Let me know if there's any additional information I can provide. Thanks!

robszumski commented 7 years ago

Which version of Terraform were you using with this attempt?

apetresc commented 7 years ago

@robszumski The latest - 0.10.8.

apetresc commented 7 years ago

I just tested again, by the way, to see if something had changed in terraform in the last 20 days that would fix this. Nope, it fails with the exact same error.

squat commented 7 years ago

@apetresc can you please try once more but with a tagged version of the module? I’ve noticed otherwise that the chosen version isn’t always the latest. Please try with the v1.7.5 release and post the result of terraform apply.

apetresc commented 7 years ago

Okay, so I changed the source line to:

source = "git::https://github.com/coreos/terraform-aws-kubernetes.git?ref=1.7.5-tectonic.1"

flushed out .terraform/modules, re-did terraform get, and re-did terraform apply. I got a different error this time, although it still appears to be related to the TLS cert:

Error: Error applying plan:

10 error(s) occurred:

* module.kubernetes.module.bootkube.data.template_file.kubeconfig: data.template_file.kubeconfig: failed to render : 4:11: unknown variable accessed: cluster_name
* module.kubernetes.module.kube_certs.tls_cert_request.apiserver: 1 error(s) occurred:

* tls_cert_request.apiserver: unexpected EOF
* module.kubernetes.module.etcd_certs.tls_private_key.etcd_server: 1 error(s) occurred:

* tls_private_key.etcd_server: unexpected EOF
* module.kubernetes.module.kube_certs.local_file.kubelet_crt: Resource 'tls_locally_signed_cert.kubelet' not found for variable 'tls_locally_signed_cert.kubelet.cert_pem'
* module.kubernetes.module.ingress_certs.tls_locally_signed_cert.ingress: Resource 'tls_cert_request.ingress' not found for variable 'tls_cert_request.ingress.cert_request_pem'
* module.kubernetes.module.kube_certs.tls_locally_signed_cert.kubelet: connection is shut down
* module.kubernetes.module.etcd_certs.tls_locally_signed_cert.etcd_client: connection is shut down
* module.kubernetes.module.ingress_certs.tls_cert_request.ingress: connection is shut down
* module.kubernetes.module.identity_certs.tls_locally_signed_cert.identity_server: connection is shut down
* module.kubernetes.module.identity_certs.tls_locally_signed_cert.identity_client: connection is shut down

Terraform does not automatically rollback in the face of errors.
Instead, your Terraform state file has been partially updated with
any resources that successfully completed. Please address the error
above and apply again to incrementally change your infrastructure.

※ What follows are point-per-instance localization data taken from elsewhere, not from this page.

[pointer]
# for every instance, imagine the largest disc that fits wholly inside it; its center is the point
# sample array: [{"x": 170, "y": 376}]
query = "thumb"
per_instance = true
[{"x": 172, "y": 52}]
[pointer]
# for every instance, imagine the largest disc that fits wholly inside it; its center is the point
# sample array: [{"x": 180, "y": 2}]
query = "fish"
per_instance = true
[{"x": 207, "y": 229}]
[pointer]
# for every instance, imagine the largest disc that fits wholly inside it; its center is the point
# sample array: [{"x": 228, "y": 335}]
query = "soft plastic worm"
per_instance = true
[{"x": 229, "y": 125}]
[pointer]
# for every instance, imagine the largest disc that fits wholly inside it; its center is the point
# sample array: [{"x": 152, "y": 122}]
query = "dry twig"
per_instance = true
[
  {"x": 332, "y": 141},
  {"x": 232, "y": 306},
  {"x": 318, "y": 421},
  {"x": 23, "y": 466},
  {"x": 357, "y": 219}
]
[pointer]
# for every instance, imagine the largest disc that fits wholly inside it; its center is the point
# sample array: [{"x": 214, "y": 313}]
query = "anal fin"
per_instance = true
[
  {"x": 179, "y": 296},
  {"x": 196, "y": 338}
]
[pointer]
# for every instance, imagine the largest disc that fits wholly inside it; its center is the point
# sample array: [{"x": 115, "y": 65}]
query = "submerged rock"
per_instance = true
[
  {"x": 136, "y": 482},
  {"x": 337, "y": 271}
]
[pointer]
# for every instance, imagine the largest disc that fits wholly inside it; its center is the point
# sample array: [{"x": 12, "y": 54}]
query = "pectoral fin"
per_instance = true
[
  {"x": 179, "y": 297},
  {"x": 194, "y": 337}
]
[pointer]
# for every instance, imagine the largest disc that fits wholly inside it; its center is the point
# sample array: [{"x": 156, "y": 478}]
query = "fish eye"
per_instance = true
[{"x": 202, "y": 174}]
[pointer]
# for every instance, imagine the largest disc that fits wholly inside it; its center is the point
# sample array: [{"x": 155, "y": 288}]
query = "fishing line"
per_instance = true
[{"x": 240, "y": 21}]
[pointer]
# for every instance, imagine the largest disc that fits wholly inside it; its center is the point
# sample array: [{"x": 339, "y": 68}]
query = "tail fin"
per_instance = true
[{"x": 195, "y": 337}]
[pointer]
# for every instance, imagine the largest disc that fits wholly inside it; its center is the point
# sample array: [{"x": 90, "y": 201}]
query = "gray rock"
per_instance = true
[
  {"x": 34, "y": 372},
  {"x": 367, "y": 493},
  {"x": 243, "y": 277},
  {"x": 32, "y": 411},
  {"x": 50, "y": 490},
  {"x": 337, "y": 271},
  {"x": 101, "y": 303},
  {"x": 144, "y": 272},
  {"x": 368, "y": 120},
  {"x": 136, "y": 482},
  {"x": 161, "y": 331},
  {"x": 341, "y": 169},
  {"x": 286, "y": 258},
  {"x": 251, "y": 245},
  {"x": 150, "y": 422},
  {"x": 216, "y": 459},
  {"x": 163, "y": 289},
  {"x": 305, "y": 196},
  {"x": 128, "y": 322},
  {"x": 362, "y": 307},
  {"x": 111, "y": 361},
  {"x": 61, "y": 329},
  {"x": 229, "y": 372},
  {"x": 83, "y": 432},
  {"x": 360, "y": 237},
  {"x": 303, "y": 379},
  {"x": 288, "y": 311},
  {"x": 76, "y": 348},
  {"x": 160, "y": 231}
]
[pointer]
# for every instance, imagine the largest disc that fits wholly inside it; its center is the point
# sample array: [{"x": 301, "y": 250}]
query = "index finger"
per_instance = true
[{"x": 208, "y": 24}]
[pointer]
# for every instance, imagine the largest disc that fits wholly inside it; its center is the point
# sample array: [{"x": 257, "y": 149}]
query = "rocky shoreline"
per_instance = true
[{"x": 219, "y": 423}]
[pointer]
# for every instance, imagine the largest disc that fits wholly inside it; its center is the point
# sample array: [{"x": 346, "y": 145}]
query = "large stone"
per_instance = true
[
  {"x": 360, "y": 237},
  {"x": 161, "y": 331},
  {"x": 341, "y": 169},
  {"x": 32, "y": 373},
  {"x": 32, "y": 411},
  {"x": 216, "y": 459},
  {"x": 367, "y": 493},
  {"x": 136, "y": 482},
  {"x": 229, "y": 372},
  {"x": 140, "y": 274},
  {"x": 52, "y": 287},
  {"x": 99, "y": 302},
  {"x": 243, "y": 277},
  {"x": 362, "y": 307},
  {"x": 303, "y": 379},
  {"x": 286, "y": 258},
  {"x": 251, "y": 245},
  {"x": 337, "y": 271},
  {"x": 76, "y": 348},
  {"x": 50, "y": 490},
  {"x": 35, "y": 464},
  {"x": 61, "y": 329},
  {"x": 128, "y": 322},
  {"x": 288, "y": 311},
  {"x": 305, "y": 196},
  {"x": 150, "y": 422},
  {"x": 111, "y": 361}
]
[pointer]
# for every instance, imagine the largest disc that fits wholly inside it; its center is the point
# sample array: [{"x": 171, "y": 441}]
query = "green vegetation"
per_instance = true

Am I doing something wrong this time? I was still using the exact same config from above.

aknuds1 commented 7 years ago

I'm having the same error if I disable tectonic_aws_private_endpoints, while tectonic_aws_public_endpoints is enabled. Using the latest Tectonic Installer from GitHub and terraform v0.10.8.

s-urbaniak commented 7 years ago

found the root cause of the issue:

https://github.com/coreos/tectonic-installer/blob/fe127b8/platforms/aws/tectonic.tf#L12 and https://github.com/coreos/tectonic-installer/blob/fe127b8/platforms/aws/tectonic.tf#L31 reference module.dns.api_internal_fqdn and module.dns.ingress_internal_fqdn, but these are not generated if tectonic_aws_private_endpoints = false (which disables internal DNS zones).

We need to have ternaries here which reference the external FQDNs if the internal zone is disabled:

diff --git a/platforms/aws/tectonic.tf b/platforms/aws/tectonic.tf
index 2973e07a..239f3ed3 100644
--- a/platforms/aws/tectonic.tf
+++ b/platforms/aws/tectonic.tf
@@ -9,7 +9,7 @@ module "kube_certs" {
   ca_cert_pem        = "${var.tectonic_ca_cert}"
   ca_key_alg         = "${var.tectonic_ca_key_alg}"
   ca_key_pem         = "${var.tectonic_ca_key}"
-  kube_apiserver_url = "https://${module.dns.api_internal_fqdn}:443"
+  kube_apiserver_url = "https://${var.tectonic_aws_private_endpoints ? module.dns.api_internal_fqdn : module.dns.api_external_fqdn}:443"
   service_cidr       = "${var.tectonic_service_cidr}"
   validity_period    = "${var.tectonic_tls_validity_period}"
 }
@@ -28,7 +28,7 @@ module "etcd_certs" {
 module "ingress_certs" {
   source = "../../modules/tls/ingress/self-signed"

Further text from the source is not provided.